Netflix is not exactly short of historical titles, but the World War II movie that has viewers in a chokehold with its streaming availability is Nuremberg. And perhaps a lot of the credit goes to its real-life inspiration rooted in history.
Adapted from Jack El-Hai’s 2012 nonfiction book The Nazi and the Psychiatrist, Nuremberg tells the true story of a US Army psychiatrist who evaluated 22 high-ranking Nazis before their respective trials for war crimes committed during WWII.
Nuremberg, the war drama movie, currently streaming on Netflix, is set during a time period when Nazi Germany was falling to the Allied forces, with American troops capturing Hitler’s second-in-command, Hermann Göring.
After hearing the news, US Associate Supreme Court Justice Robert H Jackson agrees to become a part of something he wasn’t before: a panel of world powers that charges Göring and other Nazi leaders for their war crimes, setting the stage for the first model of the international prosecution of war criminals. For Jackson, punishing the anchors of Hitler’s regime through legal conviction and sentencing is the only way for the world to heal.

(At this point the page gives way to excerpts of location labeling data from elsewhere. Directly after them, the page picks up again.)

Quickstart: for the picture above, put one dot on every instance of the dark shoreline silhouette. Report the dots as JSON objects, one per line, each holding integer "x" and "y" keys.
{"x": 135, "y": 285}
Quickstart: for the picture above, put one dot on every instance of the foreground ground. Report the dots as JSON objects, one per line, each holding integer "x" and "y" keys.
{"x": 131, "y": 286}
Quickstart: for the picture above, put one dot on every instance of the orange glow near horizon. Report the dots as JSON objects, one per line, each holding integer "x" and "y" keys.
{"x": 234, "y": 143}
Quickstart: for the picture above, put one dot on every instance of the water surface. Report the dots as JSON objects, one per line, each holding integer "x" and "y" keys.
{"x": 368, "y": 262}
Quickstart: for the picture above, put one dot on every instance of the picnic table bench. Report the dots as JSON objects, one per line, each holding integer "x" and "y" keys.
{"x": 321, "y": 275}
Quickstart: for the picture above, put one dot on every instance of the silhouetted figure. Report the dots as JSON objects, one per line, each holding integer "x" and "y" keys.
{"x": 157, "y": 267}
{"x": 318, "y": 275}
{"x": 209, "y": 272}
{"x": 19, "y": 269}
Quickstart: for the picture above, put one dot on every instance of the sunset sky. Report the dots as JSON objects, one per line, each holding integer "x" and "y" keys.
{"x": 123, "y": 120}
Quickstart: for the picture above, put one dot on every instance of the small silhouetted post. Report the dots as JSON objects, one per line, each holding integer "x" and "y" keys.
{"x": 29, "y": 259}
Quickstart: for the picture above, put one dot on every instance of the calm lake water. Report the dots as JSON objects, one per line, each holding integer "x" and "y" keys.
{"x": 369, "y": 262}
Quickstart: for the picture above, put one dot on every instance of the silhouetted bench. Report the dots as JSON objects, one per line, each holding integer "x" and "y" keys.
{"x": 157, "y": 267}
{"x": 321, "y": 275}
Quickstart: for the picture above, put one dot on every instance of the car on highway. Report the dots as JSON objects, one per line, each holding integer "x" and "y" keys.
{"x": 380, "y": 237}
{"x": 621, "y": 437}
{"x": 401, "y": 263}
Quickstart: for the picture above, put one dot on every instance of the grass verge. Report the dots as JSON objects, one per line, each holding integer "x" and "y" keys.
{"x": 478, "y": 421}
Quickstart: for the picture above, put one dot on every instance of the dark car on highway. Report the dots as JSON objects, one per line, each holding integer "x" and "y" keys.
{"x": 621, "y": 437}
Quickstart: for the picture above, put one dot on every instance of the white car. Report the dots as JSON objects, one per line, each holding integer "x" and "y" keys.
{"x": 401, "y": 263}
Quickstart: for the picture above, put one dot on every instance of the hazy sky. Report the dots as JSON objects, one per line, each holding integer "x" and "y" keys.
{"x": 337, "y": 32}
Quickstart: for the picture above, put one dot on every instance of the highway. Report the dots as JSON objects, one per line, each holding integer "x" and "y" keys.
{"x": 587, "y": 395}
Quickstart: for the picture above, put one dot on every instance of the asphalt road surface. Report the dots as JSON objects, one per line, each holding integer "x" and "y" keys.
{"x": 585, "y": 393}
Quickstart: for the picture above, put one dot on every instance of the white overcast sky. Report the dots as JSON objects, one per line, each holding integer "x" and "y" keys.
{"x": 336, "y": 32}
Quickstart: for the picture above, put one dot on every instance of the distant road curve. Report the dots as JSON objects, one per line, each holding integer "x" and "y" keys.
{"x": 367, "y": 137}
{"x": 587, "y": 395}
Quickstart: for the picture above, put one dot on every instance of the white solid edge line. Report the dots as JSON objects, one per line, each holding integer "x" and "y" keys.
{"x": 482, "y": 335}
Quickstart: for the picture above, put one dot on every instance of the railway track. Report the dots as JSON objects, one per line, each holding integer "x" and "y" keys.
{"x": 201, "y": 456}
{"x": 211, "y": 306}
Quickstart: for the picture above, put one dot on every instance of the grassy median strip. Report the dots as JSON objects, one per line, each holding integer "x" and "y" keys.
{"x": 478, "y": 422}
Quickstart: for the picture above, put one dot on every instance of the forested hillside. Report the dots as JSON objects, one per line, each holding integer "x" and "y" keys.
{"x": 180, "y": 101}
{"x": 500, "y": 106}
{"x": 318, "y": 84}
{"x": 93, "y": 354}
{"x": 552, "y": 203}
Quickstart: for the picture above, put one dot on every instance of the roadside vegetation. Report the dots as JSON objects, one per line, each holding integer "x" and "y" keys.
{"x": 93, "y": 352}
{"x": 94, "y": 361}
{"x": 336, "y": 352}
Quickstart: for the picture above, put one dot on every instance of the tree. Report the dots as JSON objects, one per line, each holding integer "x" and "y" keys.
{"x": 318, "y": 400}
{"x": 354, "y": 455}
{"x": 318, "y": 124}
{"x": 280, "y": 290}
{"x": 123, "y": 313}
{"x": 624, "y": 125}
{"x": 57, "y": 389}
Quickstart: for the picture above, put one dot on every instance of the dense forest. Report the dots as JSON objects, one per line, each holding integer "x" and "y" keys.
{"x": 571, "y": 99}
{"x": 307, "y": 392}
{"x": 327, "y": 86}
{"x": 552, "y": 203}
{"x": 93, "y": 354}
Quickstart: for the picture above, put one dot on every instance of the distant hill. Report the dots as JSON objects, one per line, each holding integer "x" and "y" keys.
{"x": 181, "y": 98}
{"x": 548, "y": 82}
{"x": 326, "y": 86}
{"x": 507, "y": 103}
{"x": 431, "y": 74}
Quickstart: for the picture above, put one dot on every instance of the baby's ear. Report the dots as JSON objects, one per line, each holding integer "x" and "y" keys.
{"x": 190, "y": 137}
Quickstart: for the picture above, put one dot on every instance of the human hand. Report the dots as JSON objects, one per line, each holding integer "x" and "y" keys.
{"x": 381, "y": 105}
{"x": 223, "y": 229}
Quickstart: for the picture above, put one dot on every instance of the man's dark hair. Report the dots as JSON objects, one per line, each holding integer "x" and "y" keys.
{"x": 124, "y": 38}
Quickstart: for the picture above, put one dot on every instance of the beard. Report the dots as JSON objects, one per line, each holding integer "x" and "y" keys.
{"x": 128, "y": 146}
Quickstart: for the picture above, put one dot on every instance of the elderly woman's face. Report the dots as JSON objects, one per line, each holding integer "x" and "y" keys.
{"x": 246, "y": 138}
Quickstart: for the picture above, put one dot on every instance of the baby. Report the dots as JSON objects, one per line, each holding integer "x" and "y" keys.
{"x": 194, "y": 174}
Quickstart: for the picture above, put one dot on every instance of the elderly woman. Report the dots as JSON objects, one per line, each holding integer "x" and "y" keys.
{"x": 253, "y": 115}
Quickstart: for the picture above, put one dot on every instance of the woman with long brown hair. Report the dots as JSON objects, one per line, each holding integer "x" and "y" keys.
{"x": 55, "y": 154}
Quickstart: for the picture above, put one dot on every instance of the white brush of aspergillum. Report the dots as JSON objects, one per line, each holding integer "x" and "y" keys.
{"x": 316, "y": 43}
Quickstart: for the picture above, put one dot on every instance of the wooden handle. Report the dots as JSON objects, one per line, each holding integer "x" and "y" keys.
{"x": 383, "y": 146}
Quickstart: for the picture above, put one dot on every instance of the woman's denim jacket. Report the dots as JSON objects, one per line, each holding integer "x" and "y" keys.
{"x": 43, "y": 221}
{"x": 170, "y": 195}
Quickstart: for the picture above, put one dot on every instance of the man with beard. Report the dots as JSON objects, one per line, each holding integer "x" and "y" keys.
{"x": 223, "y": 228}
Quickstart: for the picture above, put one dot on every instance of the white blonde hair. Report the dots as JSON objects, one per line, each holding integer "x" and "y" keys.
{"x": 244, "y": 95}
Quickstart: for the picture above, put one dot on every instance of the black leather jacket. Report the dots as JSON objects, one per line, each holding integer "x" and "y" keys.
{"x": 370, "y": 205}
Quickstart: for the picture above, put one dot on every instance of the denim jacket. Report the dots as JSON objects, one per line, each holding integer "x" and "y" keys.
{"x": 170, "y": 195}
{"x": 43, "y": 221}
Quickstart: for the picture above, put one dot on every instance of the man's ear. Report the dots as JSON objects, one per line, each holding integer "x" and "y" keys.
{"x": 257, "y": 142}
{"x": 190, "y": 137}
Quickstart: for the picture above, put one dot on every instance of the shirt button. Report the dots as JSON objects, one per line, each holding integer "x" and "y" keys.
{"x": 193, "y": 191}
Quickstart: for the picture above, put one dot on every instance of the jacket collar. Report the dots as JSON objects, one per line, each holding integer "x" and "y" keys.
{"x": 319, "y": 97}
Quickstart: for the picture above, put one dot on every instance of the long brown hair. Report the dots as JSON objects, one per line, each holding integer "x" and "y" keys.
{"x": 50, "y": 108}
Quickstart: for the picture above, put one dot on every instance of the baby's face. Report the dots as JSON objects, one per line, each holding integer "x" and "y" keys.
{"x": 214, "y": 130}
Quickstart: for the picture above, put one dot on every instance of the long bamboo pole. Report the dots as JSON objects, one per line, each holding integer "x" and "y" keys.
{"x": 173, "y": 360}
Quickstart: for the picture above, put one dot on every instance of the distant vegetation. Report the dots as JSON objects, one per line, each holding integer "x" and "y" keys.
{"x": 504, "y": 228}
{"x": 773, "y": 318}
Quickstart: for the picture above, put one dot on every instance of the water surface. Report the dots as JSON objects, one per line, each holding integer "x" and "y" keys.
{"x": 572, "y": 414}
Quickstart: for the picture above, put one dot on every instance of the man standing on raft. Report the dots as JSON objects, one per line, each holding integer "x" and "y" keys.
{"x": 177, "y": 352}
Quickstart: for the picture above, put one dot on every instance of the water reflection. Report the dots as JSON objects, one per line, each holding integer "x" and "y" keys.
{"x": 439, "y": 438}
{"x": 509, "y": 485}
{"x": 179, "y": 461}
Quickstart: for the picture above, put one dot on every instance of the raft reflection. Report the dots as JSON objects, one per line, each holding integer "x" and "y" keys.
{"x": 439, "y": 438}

While at it, if the conviction serves as a cautionary warning to would-be-dictators, then it would be killing two birds with one stone. So, as part of Jackson’s efforts to create the International Military Tribunal, US Army psychiatrist Douglas Kelly was appointed to examine and analyse the mental health of the prisoners. Although Kelly confronted massive contempt from most prisoners, his exchanges with Göring were surprisingly civil.
But that doesn’t change the fact of his assessment that Göring was an extreme narcissist who believed he would walk away without consequences. Nuremberg follows Kelly as he continues his interviews with Göring, slowly embroiling himself in a psychological showdown, fleshing out the existence of any potential moral ground in a war and leaving the question out on the loose about whether Kelly can deliver or if Jackson will walk into a trap questioning Göring on the stand.
For those still curious, Nuremberg is based on the Nuremberg Trials, in which 22 Nazi leaders were tried for their war crimes between November 1954 and October 1946 by an international tribunal.
When WWII came to an end, the Allied powers went into lengthy discussions about what to do with the Nazi war criminals that had been captured. Some supported summary execution, but US Secretary of War Henry Stimson insisted and reminded that how the victors handled the residuals of the Nazi regime would automatically influence the Allies’ moral standing, especially if they turned to Hitler’s evil tactics to execute them without trials.
It was in the aftermath of this that Jackson advocated for the establishment of a legal framework for the trials, which included three newly prosecuted crimes: crimes against peace, war crimes, and crimes against humanity. Göring and other Nazi leaders were found guilty of various combinations of all three.